Não agüentava o bando de gente atrás dela e ao mesmo tempo não tinha jeito de falar que não gostava. Ela fazia música com muita paixão, muita vontade, porque era a única coisa que sabia fazer na vida.” Nesse ponto Dani interrompe: “nada mesmo. Ela não guiava, não sabia comprar um presente. Uma vez eu fui com ela comprar algo pra Eugênia e ela pediu pra eu assinar o cartão e eu dizia que não podia, ela ficava impaciente. Era muito tímida, detestava quando aparecia gente que ela não conhecia, não sabia onde enfiava as mãos, ficava sem jeito”. Eugênia é quem fazia a parte chata: participava das reuniões de pais na escola, levava o Chicão no pediatra, pagava as contas, administrava a casa. As duas estavam juntas desde 1987. Era o pilar, se não fosse por ela a casa desmoronava. Lidava com a Cássia como uma criança, aceitava as coisas. A Cássia não tinha regras. O único cara que a conseguiu dirigir foi o Wally Salomão, que também era doido. O encontro ocorreu na turnê de Veneno Antimonotonia, de 1997. Com as pessoas mais sérias ela só falava o essencial e necessário e despachava logo. “A Cássia é uma das pessoas mais espontâneas que eu já vi”, conta Dani, “não tinha cinismo, nem disfarce, era aquilo mesmo.
Convivendo com ela e a Eugênia, me tornei uma pessoa muito mais tolerante. Era uma relação que fluía tão normalmente, tinha um clima muito legal que não era afetado por nada”. Deborah reitera: “elas moraram na minha casa. Foi a primeira vez que eu vi duas mulheres se beijando e aquilo não incomodava de forma alguma. Para mim foi uma entrada em outro mundo de uma forma muito especial, delicada”.

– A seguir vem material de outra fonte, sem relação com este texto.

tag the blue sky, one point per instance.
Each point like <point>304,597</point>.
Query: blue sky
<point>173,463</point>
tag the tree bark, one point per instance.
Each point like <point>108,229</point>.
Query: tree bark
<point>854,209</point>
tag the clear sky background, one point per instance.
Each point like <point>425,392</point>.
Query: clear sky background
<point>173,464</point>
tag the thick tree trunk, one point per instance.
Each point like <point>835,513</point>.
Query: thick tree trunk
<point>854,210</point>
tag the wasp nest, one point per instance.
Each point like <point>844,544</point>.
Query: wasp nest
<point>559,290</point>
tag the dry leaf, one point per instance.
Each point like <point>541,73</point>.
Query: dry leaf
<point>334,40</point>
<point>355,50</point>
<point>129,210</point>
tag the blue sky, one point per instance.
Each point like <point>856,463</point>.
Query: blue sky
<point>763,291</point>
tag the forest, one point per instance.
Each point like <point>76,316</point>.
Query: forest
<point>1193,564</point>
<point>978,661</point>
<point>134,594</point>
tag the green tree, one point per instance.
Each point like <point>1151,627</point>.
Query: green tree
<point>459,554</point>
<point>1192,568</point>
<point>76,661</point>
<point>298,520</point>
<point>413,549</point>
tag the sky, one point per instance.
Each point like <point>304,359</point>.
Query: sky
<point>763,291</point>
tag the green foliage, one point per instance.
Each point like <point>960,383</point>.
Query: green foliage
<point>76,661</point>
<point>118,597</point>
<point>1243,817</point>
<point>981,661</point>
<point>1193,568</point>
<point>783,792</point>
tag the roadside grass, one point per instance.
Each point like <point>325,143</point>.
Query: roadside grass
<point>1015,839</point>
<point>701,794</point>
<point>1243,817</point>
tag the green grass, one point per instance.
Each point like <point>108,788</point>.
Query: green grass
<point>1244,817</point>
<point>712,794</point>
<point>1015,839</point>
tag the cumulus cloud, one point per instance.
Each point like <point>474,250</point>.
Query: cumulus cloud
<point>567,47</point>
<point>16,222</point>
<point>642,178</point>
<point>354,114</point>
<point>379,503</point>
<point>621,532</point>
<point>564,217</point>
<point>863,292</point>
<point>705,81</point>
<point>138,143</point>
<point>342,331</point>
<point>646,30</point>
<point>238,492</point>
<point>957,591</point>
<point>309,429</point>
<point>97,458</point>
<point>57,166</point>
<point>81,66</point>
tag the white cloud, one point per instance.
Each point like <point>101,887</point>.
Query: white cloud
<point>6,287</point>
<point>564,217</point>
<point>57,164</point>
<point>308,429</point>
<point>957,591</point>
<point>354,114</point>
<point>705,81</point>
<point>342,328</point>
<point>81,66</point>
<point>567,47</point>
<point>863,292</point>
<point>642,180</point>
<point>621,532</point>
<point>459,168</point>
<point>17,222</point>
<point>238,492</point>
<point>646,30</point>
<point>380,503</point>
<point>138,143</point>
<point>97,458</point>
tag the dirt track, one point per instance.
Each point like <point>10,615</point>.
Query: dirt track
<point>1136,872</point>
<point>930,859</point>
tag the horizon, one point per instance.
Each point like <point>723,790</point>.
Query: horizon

O baixista Otávio Fialho, pai do Chicão, foi o último homem com quem ela teve relações sexuais. Confidenciou isso a Deborah pouco antes de morrer: “houve outros. Certa vez se apaixonou perdidamente por um músico. O cara foi buscar a Cássia em casa pra ver um show. A Eugênia a arrumou e maquiou pra ela sair. Ela sempre soube de tudo e sempre soube também que nunca iria perder a Cássia, como não perdeu. Dani diz que “antigamente, pra escolher roupa, era um inferno. Ela trocava várias vezes e dizia, ‘ai, Eugênia, tá escrito “sapatão” na minha testa, eu não vou sair assim’. Não gostava que olhassem muito pra ela nas ruas, não queria carregar bandeira nenhuma. No fim acabou carregando sem querer. Sempre foi muito assumida, mas aquilo era natural dela. Era assim, e não havia nada que ela escondesse ou disfarçasse”, explica. Uma vez uma moça, saída do interior do Piauí, foi trabalhar na casa da Cássia como faxineira. A moça não tinha a menor idéia de quem era a cantora que, entre várias peculiaridades, gostava de andar nua pela casa. Então, quando percebeu que a moça ficava constrangida ela saia do banheiro e, propositalmente, levantava a toalha. A moça enrubescia e a Cássia morria de rir. Era uma criança. No palco, fazia coisas parecidas. Em alguns shows mostrava os seios, noutros não mostrava nada. Era tudo de improviso. Nem da voz ela cuidava. Bebia, fumava, cheirava e se comportava como adolescente. Mas tinha seus limites bem claros. Quando engravidou parou completamente de usar cocaína, de beber e de fumar. Ela amamentou Chicão durante três anos e, nesse período, parou completamente com tudo.
Grana
Todas as cantoras têm a carreira na mão. E ela em momento algum pensou nisso. Apaixonava- se por uma obra, gravava e acabou. Foi assim com o Cazuza, com Nando Reis e muitos outros. Ela ia tocar em Montreux no começo de 2002 e estava contente com a idéia de ir pra lá. Ao mesmo tempo sempre teve problemas com produtores. Eles a encastelavam, atendiam telefonemas que eram pra ela, a levavam pra comer separadamente e ela queria era ficar com a banda numa situação mais íntima e simples. Nunca gostou de escuro e nem de ficar sozinha. Adorava sua banda. Eram um bando de crianças querendo uma carreira internacional. Mas Cássia não queria saber de nada disso.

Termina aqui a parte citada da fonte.